John Waters, AIA, is the Conservancy’s preservation programs manager.
In late May I met with University of Southern California faculty members Trudi Sandmeier and Ken Breisch, as well Frank Lloyd Wright Foundation trustee Heather Lenkin, at Wright’s 1924 Freeman House in Los Angeles. Sandmeier, who is director of the Graduate Programs in Heritage Conservation at USC, is the current faculty liaison with the house, which has been owned by the USC School of Architecture since the mid-1980s.
The last of Wright’s Los Angeles textile block houses, the Freeman House is a fascinating site for the discussion of preservation issues. Soon after occupying the house, the Freemans brought in another major figure of 20th-century architecture, Rudolph Schindler, to make alterations, which he continued to do until his death in 1953. These modifications included built-in furniture, cabinetry and the altering of certain walls, as the Freemans adjusted the house to their lifestyles. Schindler’s interventions make for a complex site with a layered history, where preservation concepts, such as “period of significance” are not easily addressed. Additionally, the experimental nature of Wright’s textile blocks made them a challenging material from the beginning. Last, but certainly not least, the house suffered significant damage during the 1994 Northridge earthquake.
On this visit, we were not only able to experience the spectacular view looking south from the living room down Highland Avenue, we examined the extensive reinforcing work done after Northridge to stabilize the main portion of the house. The process of reinforcing included the replacement of certain original textile block walls with reinforced concrete walls, the installation of steel trusses that span the living room roof, and, least conspicuously, the pouring of concrete caissons and piers that support both the house’s north, street-side wall, and the street itself.
The most apparent issue is textile blocks themselves. The dry concrete mix that Wright specified, made for blocks that continue to allow water to make its way to the steel reinforcing bars that hold the blocks together. Though hundreds of blocks that were in especially delicate condition were moved to storage, many that remain are in need of attention.

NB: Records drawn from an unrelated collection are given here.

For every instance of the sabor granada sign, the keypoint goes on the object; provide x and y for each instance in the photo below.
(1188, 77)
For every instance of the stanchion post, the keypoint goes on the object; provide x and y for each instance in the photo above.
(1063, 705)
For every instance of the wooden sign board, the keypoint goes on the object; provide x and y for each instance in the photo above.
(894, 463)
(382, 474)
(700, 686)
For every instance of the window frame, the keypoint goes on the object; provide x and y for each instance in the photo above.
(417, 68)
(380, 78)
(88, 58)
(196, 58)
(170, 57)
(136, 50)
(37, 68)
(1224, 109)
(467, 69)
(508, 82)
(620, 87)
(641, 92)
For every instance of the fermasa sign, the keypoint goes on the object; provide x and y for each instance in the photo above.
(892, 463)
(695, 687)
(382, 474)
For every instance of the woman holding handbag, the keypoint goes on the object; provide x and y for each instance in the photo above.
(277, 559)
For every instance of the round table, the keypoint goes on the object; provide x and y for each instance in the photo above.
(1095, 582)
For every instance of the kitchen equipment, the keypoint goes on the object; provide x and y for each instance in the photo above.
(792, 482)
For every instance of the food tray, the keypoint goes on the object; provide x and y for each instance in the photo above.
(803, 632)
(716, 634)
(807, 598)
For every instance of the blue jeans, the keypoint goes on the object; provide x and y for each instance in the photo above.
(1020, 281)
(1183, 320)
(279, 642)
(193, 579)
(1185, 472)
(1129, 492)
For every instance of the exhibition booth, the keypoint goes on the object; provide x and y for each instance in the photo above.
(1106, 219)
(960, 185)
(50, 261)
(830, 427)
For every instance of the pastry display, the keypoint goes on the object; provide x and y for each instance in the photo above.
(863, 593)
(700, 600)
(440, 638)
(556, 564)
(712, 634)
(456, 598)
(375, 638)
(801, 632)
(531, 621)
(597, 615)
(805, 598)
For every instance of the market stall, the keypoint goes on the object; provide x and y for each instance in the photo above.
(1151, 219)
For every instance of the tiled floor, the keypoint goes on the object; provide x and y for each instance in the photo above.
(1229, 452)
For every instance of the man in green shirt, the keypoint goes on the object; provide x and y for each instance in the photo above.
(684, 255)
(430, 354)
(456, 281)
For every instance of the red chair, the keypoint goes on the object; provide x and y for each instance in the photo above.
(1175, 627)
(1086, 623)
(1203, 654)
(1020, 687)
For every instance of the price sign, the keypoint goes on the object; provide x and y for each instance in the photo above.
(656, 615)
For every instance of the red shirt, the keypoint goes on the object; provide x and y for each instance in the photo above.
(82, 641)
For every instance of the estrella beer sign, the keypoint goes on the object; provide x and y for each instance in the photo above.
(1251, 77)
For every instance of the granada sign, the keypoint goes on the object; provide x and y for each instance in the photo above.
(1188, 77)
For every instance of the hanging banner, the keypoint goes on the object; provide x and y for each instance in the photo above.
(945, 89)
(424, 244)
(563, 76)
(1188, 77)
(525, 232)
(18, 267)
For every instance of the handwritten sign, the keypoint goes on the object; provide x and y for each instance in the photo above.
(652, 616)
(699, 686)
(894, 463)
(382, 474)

The answers to restoration questions that arise are not clear-cut, and a limited restoration budget available makes them particularly challenging. To what extent should later interventions (particularly Schindler’s important work) be respected? If a significant number of original textile blocks deteriorate to a point where replacement blocks are needed, or the structural purpose of the blocks is replaced by concrete walls and the blocks become only cladding, to what degree has Wright’s vision been compromised? To some degree these are the types of issues that are faced with every restoration project. It shouldn’t be surprising that they are particularly complex on a Wright-designed building. They reflect the complexities of design that makes Wright’s work so fascinating.